Une seule fenêtre, quelques petits mètres carrés et des prix exhorbitants: la recette du mal-logement. | Edward Howell via Unsplash
Une seule fenêtre, quelques petits mètres carrés et des prix exhorbitants: la recette du mal-logement. | Edward Howell via Unsplash

Au Royaume-Uni, d'anciennes boutiques reconverties en appartements cagibis

La crise a eu la peau de nombreux magasins qui ont été transformés en minuscules studios.

Comme partout ailleurs, les fermetures de boutiques s'enchaînent dans les moyennes et grandes villes britanniques. Les municipalités se retrouvent avec une masse de locaux vides sur les bras, alors que dans le même temps la crise du logement fait rage.

Une nouvelle tendance se fait donc jour: découper ces espaces vides pour les convertir en minuscules appartements bon marché afin de les rendre abordables pour des étudiant·es sans le sou ou des personnes pas trop regardantes sur le confort.

Sur la route de Shirley à Southampton (une ville portuaire du sud de l'Angleterre), le magasin Open Fire vendait autrefois des chaudières électriques et à gaz.

Aujourd'hui, il accueille six studios dont le plus petit fait à peine 15 mètres carrés, soit la moitié de la surface nécessaire pour qu'un logement soit éligible à un prêt hypothécaire, raconte le Sunday Times.

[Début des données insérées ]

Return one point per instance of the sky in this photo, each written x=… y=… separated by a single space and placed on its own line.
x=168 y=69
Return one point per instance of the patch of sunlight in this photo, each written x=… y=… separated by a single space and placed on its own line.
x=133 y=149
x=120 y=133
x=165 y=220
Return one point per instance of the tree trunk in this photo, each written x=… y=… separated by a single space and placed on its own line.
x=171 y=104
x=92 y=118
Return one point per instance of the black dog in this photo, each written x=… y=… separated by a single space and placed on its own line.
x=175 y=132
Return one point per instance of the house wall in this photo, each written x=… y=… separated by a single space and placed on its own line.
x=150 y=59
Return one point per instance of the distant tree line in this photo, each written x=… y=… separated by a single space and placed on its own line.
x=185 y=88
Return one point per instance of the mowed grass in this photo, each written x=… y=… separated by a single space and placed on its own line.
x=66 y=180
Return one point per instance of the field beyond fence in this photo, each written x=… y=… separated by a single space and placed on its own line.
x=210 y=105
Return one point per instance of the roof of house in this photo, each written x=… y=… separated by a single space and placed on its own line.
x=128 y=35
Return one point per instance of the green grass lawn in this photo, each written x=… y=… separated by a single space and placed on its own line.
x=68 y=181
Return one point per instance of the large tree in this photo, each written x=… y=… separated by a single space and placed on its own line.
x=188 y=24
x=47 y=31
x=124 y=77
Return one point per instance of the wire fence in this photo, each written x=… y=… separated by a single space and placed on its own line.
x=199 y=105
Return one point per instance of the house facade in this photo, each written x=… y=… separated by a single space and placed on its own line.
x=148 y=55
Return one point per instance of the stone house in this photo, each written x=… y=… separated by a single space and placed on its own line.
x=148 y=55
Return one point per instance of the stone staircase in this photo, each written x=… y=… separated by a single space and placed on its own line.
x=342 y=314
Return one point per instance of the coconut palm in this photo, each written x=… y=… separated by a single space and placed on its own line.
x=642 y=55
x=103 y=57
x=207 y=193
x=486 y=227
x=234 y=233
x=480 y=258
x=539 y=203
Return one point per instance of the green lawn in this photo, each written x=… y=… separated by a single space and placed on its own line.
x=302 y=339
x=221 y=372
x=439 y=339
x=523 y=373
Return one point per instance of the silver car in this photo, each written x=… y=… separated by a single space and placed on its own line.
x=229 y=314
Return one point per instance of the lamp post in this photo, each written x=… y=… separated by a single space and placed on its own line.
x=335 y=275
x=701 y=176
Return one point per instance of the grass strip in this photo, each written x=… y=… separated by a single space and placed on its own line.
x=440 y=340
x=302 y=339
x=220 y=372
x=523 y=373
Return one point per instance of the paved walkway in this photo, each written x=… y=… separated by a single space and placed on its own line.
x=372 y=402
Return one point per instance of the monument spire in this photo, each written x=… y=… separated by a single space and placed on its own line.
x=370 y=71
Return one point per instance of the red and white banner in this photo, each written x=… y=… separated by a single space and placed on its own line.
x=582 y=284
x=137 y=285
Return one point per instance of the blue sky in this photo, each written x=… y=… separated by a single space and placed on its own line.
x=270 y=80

Dans cinq des appartements, la seule lumière extérieure provient d'une étroite ouverture latérale située à côté de la porte.

«Nouveaux bidonvilles»

Chloe, l'une des résidentes, paye 525 livres [576 euros] par mois pour louer ce minuscule cagibi, soit 36,20 euros le mètre carré –plus cher que dans les meilleurs quartiers parisiens. «Un de mes amis habite dans le coin et la niche de ses deux chiens est plus grande que ces appartements», ironise un voisin.

Ces reconversions sont effectuées dans le cadre de droits d'aménagement autorisés (PDR), qui, jusqu'à récemment, étaient principalement utilisés pour la conversion de bureaux. En 2016, la loi s'est étendue aux boutiques, librairies et laveries, puis aux fast-food l'an dernier.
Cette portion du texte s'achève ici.